Molti, credenti o agonistici che siano, spendono anni di esperienza e di riflessioni per cercare di scoprire Dio. Ma è realmente possibile?
«Come pensate di scoprirlo? Accetterete le indicazioni di qualcun altro? O cercherete di scoprire da soli che cosa è Dio? Fare domande è facile, ma fare esperienza della verità richiede una grande intelligenza, una grande quantità di indagini e ricerche».
Le sue riflessioni sono crude e molto radicali e mettono ogni sincero ricercatore di fronte a un punto di domanda piuttosto importante: «Tutti i testi sacri danno una descrizione di Dio, ma quelle descrizioni non sono Dio. La parola “Dio” non è Dio, non è forse così?».
La sua riflessione era che «la nostra mente può creare l’immagine di ciò che desidera; può immaginare Dio con la barba, o con un occhio solo; vederlo blu o viola. Dobbiamo quindi essere consapevoli di avere dei desideri personali e non farci ingannare dalle proiezioni dei nostri stessi bisogni e desideri (…) Se crediamo in Dio, indubbiamente il nostro credo è il risultato dell’ambiente che ci circonda. Vi sono coloro che vengono educati a negare Dio sin dall’infanzia e coloro che vengono educati a credere in Dio, come è per la maggior parte di voi. Dunque noi formuliamo un concetto di Dio a seconda della nostra educazione, delle nostre esperienze passate, delle nostre avversioni, di quello che ci piace o non ci piace, delle nostre speranze e paure».
Difficile dargli torto e non per questo qualcuno deve smettere di credere. Semplicemente sapere i processi della fede sono una parte della ricerca. Ed è quello che spiega Krishnamurti con franchezza: «È necessaria una costante consapevolezza di tutto, una consapevolezza senza scelta: ciò significa che vi deve essere la capacità di vedere le cose così come sono, senza distorcerle o interpretarle».

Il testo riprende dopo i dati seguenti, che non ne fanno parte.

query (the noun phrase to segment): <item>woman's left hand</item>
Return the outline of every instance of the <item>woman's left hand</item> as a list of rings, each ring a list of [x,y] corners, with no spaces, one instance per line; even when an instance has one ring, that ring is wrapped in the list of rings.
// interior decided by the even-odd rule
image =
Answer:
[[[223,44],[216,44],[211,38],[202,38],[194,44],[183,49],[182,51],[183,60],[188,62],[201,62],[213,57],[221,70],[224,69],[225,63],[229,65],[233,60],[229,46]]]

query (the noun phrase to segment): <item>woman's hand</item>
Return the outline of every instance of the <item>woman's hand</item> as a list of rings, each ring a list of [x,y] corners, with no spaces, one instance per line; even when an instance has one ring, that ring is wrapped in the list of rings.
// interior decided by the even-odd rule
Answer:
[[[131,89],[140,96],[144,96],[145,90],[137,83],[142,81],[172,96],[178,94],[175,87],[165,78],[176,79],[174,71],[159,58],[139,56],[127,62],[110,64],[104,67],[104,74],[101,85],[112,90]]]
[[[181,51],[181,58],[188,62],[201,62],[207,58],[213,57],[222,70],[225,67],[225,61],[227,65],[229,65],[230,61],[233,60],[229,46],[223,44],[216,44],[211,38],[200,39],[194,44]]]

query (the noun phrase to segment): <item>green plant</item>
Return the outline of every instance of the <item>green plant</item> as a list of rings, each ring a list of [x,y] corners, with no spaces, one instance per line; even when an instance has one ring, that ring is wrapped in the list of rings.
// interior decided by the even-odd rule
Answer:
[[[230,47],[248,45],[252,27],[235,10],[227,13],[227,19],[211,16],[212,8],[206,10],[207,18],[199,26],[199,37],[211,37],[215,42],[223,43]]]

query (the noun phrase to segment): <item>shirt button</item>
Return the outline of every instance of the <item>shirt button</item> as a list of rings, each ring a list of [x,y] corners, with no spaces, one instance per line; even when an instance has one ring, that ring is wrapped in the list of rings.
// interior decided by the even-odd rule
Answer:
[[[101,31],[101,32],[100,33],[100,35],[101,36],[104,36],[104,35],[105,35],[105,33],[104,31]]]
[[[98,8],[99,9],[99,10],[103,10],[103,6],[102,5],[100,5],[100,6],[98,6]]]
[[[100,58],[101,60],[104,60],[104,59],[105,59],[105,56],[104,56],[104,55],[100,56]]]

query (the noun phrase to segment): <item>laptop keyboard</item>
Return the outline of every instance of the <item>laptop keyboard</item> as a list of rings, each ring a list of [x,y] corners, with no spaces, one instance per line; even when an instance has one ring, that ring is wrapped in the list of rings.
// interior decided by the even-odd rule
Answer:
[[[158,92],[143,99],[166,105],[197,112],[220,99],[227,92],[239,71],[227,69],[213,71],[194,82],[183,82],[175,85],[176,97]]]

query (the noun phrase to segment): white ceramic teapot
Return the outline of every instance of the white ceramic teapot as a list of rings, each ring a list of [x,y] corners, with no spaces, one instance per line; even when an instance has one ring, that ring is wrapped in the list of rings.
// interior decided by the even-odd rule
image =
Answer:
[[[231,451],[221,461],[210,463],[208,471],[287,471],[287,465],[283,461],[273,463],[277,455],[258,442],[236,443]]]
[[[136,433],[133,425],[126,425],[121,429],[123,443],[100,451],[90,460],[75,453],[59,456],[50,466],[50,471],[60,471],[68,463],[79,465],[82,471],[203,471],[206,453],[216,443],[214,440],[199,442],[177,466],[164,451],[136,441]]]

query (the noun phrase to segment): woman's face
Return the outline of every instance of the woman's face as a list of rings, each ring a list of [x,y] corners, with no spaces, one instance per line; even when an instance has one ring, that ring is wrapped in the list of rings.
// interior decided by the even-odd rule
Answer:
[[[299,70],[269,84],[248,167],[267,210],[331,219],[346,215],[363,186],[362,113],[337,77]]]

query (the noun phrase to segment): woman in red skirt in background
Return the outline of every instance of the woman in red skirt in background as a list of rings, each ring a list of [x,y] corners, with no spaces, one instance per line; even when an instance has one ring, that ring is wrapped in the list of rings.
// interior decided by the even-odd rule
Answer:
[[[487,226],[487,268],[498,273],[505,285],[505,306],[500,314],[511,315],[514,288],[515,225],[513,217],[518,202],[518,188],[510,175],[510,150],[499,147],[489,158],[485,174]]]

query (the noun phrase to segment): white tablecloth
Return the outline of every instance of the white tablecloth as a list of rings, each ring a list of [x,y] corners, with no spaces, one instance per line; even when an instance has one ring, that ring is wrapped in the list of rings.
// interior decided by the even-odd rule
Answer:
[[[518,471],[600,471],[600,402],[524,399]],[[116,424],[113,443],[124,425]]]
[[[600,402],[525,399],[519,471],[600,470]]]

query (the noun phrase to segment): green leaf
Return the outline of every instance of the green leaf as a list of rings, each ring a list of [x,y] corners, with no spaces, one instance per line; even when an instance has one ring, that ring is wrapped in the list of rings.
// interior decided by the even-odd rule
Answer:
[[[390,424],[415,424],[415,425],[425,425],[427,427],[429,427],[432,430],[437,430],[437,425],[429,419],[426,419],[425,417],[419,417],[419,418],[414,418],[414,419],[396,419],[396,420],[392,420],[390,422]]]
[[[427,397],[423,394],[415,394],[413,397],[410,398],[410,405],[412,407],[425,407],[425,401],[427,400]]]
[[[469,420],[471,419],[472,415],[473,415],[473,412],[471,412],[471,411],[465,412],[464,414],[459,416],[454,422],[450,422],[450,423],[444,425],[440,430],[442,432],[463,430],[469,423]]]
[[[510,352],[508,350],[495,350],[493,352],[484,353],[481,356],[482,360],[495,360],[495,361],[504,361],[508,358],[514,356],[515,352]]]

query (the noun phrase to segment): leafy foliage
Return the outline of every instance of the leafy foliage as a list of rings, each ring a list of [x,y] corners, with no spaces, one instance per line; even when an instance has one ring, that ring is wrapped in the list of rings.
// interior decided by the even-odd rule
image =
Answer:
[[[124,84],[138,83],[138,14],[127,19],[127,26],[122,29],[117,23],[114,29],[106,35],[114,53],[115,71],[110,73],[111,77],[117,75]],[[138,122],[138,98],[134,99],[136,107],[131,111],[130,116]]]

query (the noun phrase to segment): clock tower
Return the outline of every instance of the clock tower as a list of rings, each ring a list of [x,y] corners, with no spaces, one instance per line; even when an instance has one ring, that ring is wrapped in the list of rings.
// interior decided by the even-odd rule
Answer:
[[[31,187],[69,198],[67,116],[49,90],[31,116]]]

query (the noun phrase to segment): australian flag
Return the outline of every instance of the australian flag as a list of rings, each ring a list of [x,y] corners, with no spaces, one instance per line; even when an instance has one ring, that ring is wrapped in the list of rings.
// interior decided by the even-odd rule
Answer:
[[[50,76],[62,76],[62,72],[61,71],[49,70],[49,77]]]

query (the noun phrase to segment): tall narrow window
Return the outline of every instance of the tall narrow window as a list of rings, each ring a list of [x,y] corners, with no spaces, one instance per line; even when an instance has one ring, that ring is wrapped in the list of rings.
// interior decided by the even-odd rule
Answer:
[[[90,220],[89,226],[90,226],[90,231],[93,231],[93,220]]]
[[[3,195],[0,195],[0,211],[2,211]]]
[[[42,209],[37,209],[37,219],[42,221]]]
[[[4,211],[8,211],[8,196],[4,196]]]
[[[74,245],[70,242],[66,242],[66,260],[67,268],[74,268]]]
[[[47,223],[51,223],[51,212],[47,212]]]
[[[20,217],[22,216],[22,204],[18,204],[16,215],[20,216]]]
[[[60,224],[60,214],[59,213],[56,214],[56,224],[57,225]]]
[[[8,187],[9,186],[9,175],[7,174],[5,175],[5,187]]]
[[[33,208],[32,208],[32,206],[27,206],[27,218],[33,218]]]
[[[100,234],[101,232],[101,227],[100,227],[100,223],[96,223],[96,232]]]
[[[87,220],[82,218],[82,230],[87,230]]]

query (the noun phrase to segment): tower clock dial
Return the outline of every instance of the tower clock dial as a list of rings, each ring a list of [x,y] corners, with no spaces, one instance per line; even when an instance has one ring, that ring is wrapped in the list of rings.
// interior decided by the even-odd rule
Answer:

Scrive Josephine Ebner in una tesi di laurea dedicata alle Concezioni del divino in Jiddu Krishnamurti che si più trovare nel sito italiano a lui dedicato: «Nel periodo della maturità il divino è presentato come ciò che è oltre il pensiero, di cui il sé non può fare esperienza, che si manifesta come qualcosa di ‘altro’ e di trascendente e che costituisce tuttavia il fondamento della vita stessa».
Diceva il filosofo: «Dio è qualcosa di cui non si può parlare, che non può essere tradotto in parole, perché deve rimanere per sempre il non conosciuto».